MaartenGr / BERTopic

Leveraging BERT and c-TF-IDF to create easily interpretable topics.
https://maartengr.github.io/BERTopic/
MIT License
6k stars 752 forks source link

semi-supervised topic modelling with multiple labels per document #1816

Open justin-boldsen opened 7 months ago

justin-boldsen commented 7 months ago

Hi there,

I have a dataset with 2000 participants who reported their most negative daily event for 90 days. They completed three questions related to their most negative event: (1) an open-ended written question "what was you most negative event today? (2) which categories does this event belong to (select all that apply) (e.g., mental health, physical health, relationship with family, etc) (3) how negative was this event (i.e., 7-point likert with 1 - not at all negative and 7 - very negative)

The known topic categories are rather coarse, so the aim of using BERTopic is find a more fine-grained understanding topics participants' wrote about. From https://github.com/MaartenGr/BERTopic/issues/826#issuecomment-1306746031 I understand that the semi-supervised labelling does not support multiple labels.

I have also read https://github.com/MaartenGr/BERTopic/issues/1725#issuecomment-1879975094. However I'm not sure if there are alternatives to the suggestions provided there.

In a nutshell, I'm wondering what would be the best way to combine the above features (written response, known categories, and participant ratings) to improve the performance of BERTopic in finding topics.

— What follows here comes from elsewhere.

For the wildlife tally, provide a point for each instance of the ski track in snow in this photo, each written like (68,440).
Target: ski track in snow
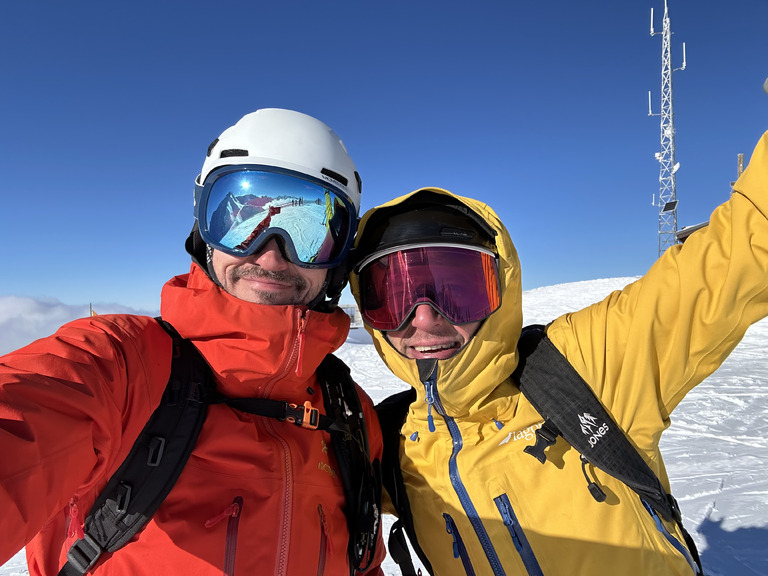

Any help in how to proceed would be greatly appreciated!

Thanks, Justin

MaartenGr commented 7 months ago

That's an interesting use case! Let's see if I can be of help here.

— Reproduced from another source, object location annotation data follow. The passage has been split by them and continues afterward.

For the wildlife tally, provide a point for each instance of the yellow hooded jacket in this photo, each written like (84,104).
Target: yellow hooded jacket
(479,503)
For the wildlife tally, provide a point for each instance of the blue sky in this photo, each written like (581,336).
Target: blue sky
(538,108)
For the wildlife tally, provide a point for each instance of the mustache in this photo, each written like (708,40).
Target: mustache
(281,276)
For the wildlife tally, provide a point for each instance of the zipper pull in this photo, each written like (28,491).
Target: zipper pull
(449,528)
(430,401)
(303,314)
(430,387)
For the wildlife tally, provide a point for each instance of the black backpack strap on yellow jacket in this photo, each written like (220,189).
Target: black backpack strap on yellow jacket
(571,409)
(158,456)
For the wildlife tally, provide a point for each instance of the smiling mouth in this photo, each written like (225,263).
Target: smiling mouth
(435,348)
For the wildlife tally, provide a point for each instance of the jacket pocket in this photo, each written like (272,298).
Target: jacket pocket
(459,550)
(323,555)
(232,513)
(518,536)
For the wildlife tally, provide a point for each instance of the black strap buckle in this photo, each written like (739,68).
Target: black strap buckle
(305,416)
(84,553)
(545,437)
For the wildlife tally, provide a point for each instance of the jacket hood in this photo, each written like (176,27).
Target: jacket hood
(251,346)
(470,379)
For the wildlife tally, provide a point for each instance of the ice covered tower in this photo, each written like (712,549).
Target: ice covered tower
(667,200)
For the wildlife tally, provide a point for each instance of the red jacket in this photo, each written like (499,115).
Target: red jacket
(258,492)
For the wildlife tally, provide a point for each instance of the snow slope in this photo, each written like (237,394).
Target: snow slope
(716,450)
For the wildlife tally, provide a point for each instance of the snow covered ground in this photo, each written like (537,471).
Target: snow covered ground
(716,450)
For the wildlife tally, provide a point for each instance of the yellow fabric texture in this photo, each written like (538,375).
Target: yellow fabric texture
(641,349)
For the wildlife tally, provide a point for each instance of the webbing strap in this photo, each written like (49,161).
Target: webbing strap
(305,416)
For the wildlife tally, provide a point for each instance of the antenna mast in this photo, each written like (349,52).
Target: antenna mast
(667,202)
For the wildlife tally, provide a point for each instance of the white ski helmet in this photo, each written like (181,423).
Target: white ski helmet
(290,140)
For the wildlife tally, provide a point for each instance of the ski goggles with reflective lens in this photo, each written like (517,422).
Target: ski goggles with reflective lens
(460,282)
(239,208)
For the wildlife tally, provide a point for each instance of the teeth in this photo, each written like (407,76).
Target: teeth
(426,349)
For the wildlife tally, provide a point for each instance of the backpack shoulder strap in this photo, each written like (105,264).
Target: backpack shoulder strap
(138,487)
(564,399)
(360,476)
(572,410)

It is definitely true that at the moment BERTopic does not directly support multiple labels for semi-supervised topic modeling. You might, however, be able to approximate those. Depending on the number of unique combinations of categories that you have, you could create a unique label for them. For instance, a document labeled with mental health and physical health would get label 0 whereas a document labeled with mental health and relationship with family would get label 1.

Another "trick" is to simply add those labels to the documents themselves. For instance, add the string "Categories: mental health, physical health" as a prefix. It does require some understanding with respect to the underlying embedding model and might not work in all cases but it could be an interesting trick to perform.

Other than that, you could also think about some covariate analysis by training on the whole corpus and then analyzing the metadata.

justin-boldsen commented 7 months ago

Oh, wonderful! Thank you so much for your response. I'll definitely try out these methods and circle back with my feedback here. Much appreciated!